Beata Nemeth initials
Beáta Németh

From Biochemistry to BigQuery: Building a Mental Model of Data Systems

Abstract conceptual illustration bridging biochemical pathway symbols and cloud data architecture

 

Have you ever learned something so deeply that you suddenly started noticing it everywhere? 👀

When I learn new technologies or programming concepts, I often start seeing them everywhere — even in simple everyday situations.

 

💡 A few years ago, while learning JavaScript array methods like pop() and unshift(), I suddenly realized that my email inbox works in a very similar way. New emails appear at the top — almost like an automatic unshift(). When I delete something, it feels like a pop(), just from somewhere in the middle of the list. Not a perfect analogy, of course — but it helped me build intuition.

 

The same thing happened recently while preparing for the Google Cloud Professional Data Engineer certification. ☁️

I was monitoring some automations, and notifications kept arriving with two different subject lines — grouped by day in my inbox. On heavy days, 2–3 messages stacked up for each automation.

 

💡 And suddenly it clicked: “This is exactly like partitioning and clustering in BigQuery.”

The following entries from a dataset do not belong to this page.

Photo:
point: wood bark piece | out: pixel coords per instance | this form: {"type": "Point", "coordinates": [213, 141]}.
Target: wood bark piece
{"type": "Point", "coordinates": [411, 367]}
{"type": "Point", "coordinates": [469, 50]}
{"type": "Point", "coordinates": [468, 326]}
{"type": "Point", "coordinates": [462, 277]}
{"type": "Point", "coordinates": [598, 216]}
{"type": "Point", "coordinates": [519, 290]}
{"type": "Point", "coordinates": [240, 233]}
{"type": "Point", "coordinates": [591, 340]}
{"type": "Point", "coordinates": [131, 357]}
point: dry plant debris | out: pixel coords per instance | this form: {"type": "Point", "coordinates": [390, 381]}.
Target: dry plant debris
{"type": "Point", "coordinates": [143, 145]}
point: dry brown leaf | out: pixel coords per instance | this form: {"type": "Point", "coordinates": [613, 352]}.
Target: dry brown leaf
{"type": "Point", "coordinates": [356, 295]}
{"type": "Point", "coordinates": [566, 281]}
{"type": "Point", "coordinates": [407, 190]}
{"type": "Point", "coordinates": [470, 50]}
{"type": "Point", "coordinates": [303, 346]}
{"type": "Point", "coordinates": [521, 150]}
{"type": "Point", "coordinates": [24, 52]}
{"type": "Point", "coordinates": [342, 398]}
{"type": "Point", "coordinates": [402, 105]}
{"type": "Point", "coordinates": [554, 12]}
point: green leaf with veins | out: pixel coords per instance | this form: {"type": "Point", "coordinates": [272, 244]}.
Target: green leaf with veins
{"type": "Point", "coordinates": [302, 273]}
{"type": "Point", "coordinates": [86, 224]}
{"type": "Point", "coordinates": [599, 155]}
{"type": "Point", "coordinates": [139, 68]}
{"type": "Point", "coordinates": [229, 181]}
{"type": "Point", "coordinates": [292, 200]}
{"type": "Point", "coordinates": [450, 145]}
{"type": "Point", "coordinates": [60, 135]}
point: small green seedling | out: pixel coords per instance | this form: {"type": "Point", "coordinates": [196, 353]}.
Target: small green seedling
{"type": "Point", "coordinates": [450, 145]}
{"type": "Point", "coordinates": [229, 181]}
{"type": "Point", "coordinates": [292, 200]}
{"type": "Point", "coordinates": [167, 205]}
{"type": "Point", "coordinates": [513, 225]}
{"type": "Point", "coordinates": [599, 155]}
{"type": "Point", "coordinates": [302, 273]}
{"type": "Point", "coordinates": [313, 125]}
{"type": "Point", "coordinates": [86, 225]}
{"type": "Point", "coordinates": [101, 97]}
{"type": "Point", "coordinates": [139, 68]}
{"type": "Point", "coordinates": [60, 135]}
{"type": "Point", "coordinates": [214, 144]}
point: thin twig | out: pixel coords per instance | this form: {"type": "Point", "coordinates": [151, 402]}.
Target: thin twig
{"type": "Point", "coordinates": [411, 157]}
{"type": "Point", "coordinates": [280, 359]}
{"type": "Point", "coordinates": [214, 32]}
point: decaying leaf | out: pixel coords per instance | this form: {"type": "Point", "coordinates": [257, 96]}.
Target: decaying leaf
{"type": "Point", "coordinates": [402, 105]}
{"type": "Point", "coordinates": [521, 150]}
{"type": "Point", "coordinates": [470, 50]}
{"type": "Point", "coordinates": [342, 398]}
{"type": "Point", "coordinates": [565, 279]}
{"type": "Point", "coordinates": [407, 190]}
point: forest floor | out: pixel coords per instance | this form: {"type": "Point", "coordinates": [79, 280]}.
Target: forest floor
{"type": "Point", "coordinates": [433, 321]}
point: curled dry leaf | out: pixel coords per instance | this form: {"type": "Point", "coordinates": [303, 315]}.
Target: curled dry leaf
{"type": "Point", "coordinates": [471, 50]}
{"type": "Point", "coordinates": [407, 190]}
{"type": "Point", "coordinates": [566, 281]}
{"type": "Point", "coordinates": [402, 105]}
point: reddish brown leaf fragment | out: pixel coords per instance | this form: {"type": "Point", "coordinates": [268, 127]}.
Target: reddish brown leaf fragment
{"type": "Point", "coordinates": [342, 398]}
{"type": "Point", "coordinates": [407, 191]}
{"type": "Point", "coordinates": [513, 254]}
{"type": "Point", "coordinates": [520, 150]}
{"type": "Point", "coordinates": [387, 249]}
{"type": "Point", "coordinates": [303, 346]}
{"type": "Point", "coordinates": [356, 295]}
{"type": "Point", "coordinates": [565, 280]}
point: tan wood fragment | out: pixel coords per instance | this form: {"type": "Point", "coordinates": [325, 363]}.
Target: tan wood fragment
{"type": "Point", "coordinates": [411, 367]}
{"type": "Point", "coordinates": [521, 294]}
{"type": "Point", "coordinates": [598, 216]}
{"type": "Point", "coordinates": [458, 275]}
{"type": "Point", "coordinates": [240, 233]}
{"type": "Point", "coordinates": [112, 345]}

Grouped for easier querying — or in this case, easier browsing. A similar moment happened while scrolling through documents on my phone. They were grouped by date as well. In photo apps, this grouping is for human convenience. In databases, partitioning exists for performance and cost optimization. Still, the pattern is the same.

 

💡 Another "aha moment" I shared with my brother (DevOps Engineer) during preparation: Me: "I realized that Dagster is basically Cloud Composer." Him: "Guten Morgen." Me: "And Jupyter Notebook is like a low-cost version of Dagster or Dataflow." Him: "Well, not everyone has the budget for a Ferrari." 🏎️

 

💡 I’ve even found an analogy from my biochemistry studies.

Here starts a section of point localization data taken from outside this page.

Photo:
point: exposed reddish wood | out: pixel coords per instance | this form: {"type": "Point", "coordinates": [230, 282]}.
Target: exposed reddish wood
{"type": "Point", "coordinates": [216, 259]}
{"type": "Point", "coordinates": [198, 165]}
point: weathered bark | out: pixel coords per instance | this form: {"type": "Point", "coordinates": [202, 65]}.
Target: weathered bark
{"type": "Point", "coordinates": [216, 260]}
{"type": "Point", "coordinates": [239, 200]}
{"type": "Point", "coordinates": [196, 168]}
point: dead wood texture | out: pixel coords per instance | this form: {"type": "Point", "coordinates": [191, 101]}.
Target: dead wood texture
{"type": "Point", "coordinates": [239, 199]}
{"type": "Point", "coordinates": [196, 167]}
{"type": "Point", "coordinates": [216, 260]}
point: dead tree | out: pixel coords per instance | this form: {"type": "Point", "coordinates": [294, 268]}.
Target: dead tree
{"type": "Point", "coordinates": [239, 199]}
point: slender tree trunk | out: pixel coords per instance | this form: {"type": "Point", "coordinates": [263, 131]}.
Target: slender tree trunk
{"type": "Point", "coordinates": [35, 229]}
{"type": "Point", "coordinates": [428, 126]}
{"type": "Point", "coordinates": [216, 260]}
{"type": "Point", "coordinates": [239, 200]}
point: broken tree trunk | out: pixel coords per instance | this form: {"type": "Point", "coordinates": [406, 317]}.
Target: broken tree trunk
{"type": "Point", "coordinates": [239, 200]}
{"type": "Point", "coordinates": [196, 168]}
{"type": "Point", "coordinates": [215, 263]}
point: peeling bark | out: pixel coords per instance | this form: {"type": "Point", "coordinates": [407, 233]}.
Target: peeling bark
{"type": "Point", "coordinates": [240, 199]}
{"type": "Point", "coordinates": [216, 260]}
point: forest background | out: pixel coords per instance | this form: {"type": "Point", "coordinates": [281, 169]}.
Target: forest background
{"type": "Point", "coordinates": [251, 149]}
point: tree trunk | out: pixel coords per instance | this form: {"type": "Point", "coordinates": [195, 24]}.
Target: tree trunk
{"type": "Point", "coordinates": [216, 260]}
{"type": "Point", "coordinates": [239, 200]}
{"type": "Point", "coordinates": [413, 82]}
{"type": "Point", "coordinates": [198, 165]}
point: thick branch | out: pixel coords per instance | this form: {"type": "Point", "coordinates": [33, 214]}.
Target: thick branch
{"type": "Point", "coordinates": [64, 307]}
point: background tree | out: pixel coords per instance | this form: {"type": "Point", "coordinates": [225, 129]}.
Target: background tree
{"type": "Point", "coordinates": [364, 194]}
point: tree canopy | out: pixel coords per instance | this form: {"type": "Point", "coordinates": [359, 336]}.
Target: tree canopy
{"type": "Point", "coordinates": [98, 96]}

In biochemistry, a metabolic pathway is only as fast as its slowest reaction — the rate-limiting step. Imagine a chain like this:

A → B → C → D → E

  • A→B: fast
  • B→C: slow 🐌
  • C→D: fast
  • D→E: fast

Even if most reactions are quick, the entire process is constrained by that one slow link. It sets the bottleneck and defines how fast the whole pathway can operate.

I realized the same pattern shows up in data engineering.
Consider a Dataflow pipeline:
Click event → Pub/Sub topic → Subscription backlog → Dataflow → Advertising Pub/Sub topic

Suppose the team needs events within 30 seconds, but the actual freshness is closer to 40 seconds. The transformations inside Dataflow may be fast — just like the quick biochemical reactions — but if there’s a growing Pub/Sub subscription backlog, Dataflow receives events late. That backlog becomes the rate-limiting step, adding extra delay before the job even starts processing the messages.

 

✨ These are the moments of joy – when I realize I'm not just memorizing, but truly understanding.